Creating the MovieClick Data Source View

To create a DSV from the MovieClick data source:

1. Right-click the Data Source Views folder in the Solution or Object Explorer and select New Data Source View to launch the Data Source View Wizard.
2. Skip the introductory page and the MovieClick data source on the Select Data Source wizard page will be selected; click Next to continue.
3. The Name Matching page performs no function for the data source as imported, so click Next to continue. This page appears only when relationships are not specified in the source database and allows you to choose how to automatically create relationships based on the key columns of the tables. Since the MovieClick database, as imported, has neither relationships nor keys, the algorithm it uses does not work.
4. On the Select Tables and Views wizard page click the >> button to move all tables from the Available Objects list to the Included objects list.
5. Click Next and then Finish to exit the DSV Wizard and display the DSV Designer.
6. Drag a relationship to the CustomerID column in the Customers table from the CustomerID table in each of the other tables. After each connection you can right-click in the designer and select Arrange Tables to make the tables easier to see. When finished, your DSV should look like Figure 3.5.
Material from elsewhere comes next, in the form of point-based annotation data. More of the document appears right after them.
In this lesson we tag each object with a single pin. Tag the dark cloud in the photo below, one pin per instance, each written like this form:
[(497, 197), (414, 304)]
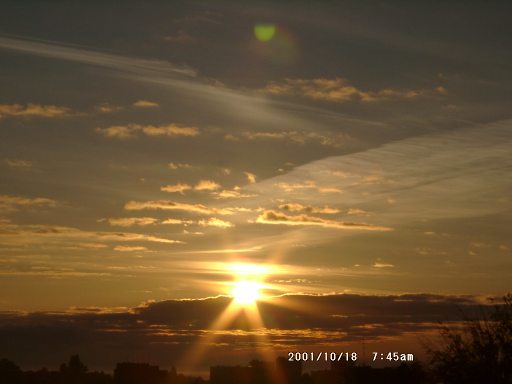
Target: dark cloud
[(163, 331)]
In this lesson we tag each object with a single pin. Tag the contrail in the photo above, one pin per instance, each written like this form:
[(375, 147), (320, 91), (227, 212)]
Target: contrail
[(77, 54)]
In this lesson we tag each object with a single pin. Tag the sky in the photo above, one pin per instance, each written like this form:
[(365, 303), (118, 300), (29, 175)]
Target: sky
[(353, 157)]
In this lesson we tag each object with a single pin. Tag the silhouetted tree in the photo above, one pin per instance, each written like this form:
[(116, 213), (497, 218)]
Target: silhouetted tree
[(74, 371), (479, 352), (10, 372)]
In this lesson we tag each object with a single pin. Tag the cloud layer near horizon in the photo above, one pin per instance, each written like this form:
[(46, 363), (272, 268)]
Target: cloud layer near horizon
[(168, 329)]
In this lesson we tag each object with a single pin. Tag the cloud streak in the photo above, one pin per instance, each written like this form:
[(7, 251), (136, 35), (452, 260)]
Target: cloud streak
[(131, 131), (278, 218), (339, 90)]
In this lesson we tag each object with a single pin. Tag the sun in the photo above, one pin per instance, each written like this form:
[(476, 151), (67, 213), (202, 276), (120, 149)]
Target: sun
[(246, 292)]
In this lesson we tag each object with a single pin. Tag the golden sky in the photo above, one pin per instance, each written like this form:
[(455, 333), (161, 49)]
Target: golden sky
[(168, 151)]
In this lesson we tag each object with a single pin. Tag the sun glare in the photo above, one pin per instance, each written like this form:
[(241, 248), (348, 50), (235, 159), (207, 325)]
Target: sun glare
[(246, 292)]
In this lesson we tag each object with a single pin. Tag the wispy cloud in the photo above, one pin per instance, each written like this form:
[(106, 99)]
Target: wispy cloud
[(273, 217), (21, 235), (307, 184), (339, 90), (215, 222), (131, 131), (175, 166), (13, 203), (235, 193), (131, 221), (145, 104), (251, 177), (331, 139), (63, 52), (33, 110), (176, 188), (168, 205), (127, 248), (297, 207), (207, 185)]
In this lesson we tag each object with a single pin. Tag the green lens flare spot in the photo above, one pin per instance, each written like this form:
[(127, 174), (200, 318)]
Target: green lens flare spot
[(264, 32)]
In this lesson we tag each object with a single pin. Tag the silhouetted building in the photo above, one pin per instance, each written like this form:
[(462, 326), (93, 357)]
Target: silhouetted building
[(258, 372), (138, 373)]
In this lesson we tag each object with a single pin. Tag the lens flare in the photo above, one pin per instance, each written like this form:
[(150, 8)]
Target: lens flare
[(264, 32)]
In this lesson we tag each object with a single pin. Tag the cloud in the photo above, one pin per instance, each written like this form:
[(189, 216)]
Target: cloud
[(176, 188), (131, 65), (178, 222), (16, 235), (108, 108), (273, 217), (330, 139), (215, 222), (356, 212), (33, 110), (382, 264), (145, 104), (164, 330), (172, 205), (125, 248), (308, 184), (18, 163), (131, 131), (251, 177), (207, 185), (130, 221), (13, 203), (175, 166), (339, 90), (297, 207), (234, 193)]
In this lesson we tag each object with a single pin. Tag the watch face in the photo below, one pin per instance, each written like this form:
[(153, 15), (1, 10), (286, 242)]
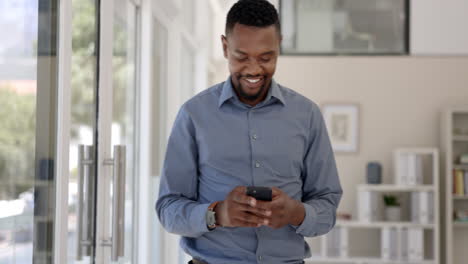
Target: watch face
[(210, 219)]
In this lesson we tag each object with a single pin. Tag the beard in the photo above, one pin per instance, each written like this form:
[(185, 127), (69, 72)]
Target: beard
[(241, 90)]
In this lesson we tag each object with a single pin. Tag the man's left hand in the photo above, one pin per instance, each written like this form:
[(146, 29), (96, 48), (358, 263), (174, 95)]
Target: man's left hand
[(284, 210)]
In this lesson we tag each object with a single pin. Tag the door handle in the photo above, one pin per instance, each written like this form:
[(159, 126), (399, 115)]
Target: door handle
[(86, 198), (118, 201)]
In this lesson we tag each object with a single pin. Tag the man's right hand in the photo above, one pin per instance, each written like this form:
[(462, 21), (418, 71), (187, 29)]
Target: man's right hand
[(239, 210)]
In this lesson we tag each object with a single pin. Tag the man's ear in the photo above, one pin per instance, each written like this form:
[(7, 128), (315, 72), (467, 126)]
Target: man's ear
[(224, 43)]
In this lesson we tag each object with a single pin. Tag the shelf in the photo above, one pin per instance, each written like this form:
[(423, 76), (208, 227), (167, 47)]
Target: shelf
[(422, 151), (382, 224), (460, 197), (395, 188), (362, 260), (460, 138), (460, 166), (460, 224)]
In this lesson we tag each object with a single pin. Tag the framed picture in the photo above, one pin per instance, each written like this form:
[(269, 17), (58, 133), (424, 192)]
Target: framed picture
[(342, 121), (345, 27)]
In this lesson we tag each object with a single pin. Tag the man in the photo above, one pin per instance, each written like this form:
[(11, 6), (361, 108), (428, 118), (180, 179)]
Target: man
[(249, 131)]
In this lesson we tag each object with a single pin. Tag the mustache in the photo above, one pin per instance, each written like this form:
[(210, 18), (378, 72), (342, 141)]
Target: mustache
[(250, 76)]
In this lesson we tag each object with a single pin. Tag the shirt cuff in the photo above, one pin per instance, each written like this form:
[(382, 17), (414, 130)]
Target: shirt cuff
[(198, 218), (309, 222)]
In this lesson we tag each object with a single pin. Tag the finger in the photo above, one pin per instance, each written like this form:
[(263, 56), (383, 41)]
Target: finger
[(252, 218), (241, 223), (265, 205), (255, 210), (242, 198), (275, 192)]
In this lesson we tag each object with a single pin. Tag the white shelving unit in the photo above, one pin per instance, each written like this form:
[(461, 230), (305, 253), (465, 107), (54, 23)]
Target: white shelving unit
[(350, 230), (455, 142)]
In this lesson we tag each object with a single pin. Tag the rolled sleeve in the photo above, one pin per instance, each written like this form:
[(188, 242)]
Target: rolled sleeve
[(321, 185), (178, 208), (309, 221)]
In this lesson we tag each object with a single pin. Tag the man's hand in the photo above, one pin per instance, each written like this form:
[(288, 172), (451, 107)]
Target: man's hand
[(284, 209), (240, 210)]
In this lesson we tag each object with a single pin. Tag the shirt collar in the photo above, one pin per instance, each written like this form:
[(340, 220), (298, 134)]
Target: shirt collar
[(227, 92)]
The DSV Designer initially displays a diagram of the tables in your data source and the relationships between them. If you already know your data, and it is in the proper shape for mining, you can begin creating your mining models at this point. However, if this is not true, which is generally the case, you can use the DSV Designer to explore the data and alter it to the shape you need for your models. Initially, you can simply annotate the tables and columns in your schema to make them easier to understand and more supportable. You can add descriptions to these objects and even change the names to be something more readable and understandable. For example, if you had a table named NWSFYO3 you could rename it to Fiscal Year 03 Northwest Sales or rename column 014 to Quantity. You do this by selecting the object and typing the description and the friendly name in the Properties window. Additionally, any relationships between tables that were not specified in the source database can be indicated here simply by dragging from the foreign key column in one table to the primary key column in another. All of these modifications occur only in the DSV and do not affect your original data in any way.

Note: If the relationship between a case table and a nested table does not exist in the database, you must specify it in the DSV or you will not be able add the nested table to your model.

On top of annotating your schema, the DSV allows you to create named calculations, Named Queries, and views and interactively explore your data using pivot charts.